Alexis McGill Johnson, president of the Planned Parenthood Action Fund, emphasized in a media briefing after Tuesday’s hearing that the courts and Congress have “made clear that the Comstock Laws do not apply to lawful abortions. 

“This is just another desperate attempt to advance their extreme agenda,” McGill Johnson said. 

Mohapatra added the Comstock Act hasn’t been used for over 100 years and should have been repealed by now. But she’s concerned that a Republican administration and Department of Justice could weaponize it. 

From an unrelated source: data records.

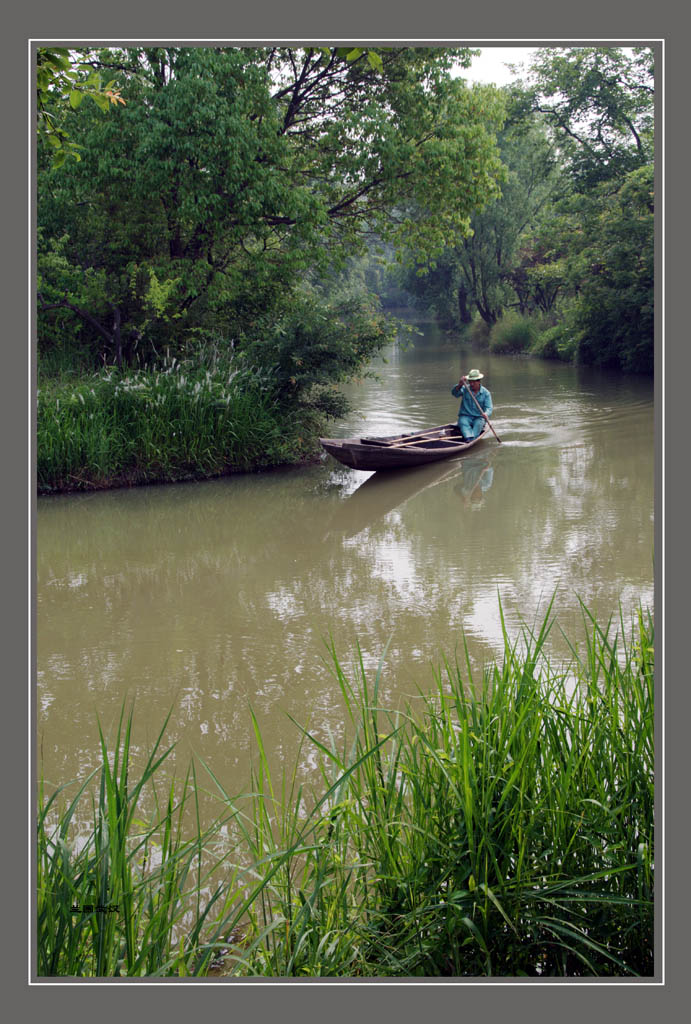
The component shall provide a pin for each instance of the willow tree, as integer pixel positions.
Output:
(230, 172)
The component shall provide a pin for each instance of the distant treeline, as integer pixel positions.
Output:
(260, 206)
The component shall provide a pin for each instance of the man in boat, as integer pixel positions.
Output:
(472, 419)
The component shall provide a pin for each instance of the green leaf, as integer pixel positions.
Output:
(100, 101)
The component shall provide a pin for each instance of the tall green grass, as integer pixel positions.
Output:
(504, 827)
(183, 421)
(129, 896)
(501, 825)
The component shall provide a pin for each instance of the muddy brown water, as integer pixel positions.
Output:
(206, 599)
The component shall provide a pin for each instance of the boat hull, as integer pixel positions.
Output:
(399, 451)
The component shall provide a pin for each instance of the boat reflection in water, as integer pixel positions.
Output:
(382, 493)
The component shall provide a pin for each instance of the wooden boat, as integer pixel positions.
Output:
(400, 451)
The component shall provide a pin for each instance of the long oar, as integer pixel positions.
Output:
(482, 412)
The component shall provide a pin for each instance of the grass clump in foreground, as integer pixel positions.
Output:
(505, 828)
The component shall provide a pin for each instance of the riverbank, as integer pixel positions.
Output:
(179, 423)
(502, 826)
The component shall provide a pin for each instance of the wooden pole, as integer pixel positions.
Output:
(482, 412)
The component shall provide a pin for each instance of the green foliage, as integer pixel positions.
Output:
(128, 896)
(556, 342)
(600, 102)
(232, 173)
(504, 828)
(614, 314)
(512, 334)
(62, 81)
(182, 421)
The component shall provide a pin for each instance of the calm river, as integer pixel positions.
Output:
(208, 598)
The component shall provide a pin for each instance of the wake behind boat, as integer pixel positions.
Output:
(400, 451)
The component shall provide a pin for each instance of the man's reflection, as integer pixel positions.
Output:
(476, 479)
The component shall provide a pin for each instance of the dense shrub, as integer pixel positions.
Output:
(512, 334)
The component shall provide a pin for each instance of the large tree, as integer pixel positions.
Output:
(478, 268)
(230, 172)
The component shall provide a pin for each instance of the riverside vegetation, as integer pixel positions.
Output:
(494, 826)
(262, 203)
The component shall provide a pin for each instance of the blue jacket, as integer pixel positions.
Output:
(468, 407)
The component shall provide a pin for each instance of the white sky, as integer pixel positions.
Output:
(489, 67)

“I think a lot of the press after the oral arguments said they’re going to dismiss the case, and I agree with that,” she added. “But those questions were problematic because if a Republican administration or Republican DOJ decide to use the Comstock Act to restrict anything related to abortion, any instruments, abortion pills, then that is not even going to require any kind of Congressional action.” 

Indeed, it would result in a nationwide a abortion ban. In a media statement, Elisa Wells, co-founder of Plan C Pills, raised concerns about the Comstock Act being part of the oral arguments, too. 

“Comstock is an antiquated, puritanical law designed to suppress 'vice in all forms' and criminalize bodily autonomy,” Wells said. “This antiquated law has no place in modern society or applied to modern medicine and care.”

This week, Democratic Congresswoman Cori Bush said in a social media post that the Comstock Act must be repealed. 

“Enacted in 1873, it is a zombie statute, a dead law that the far-right is trying to reanimate,” she said. “The anti-abortion movement wants to weaponize the Comstock Act as a quick route to a nationwide medication abortion ban.”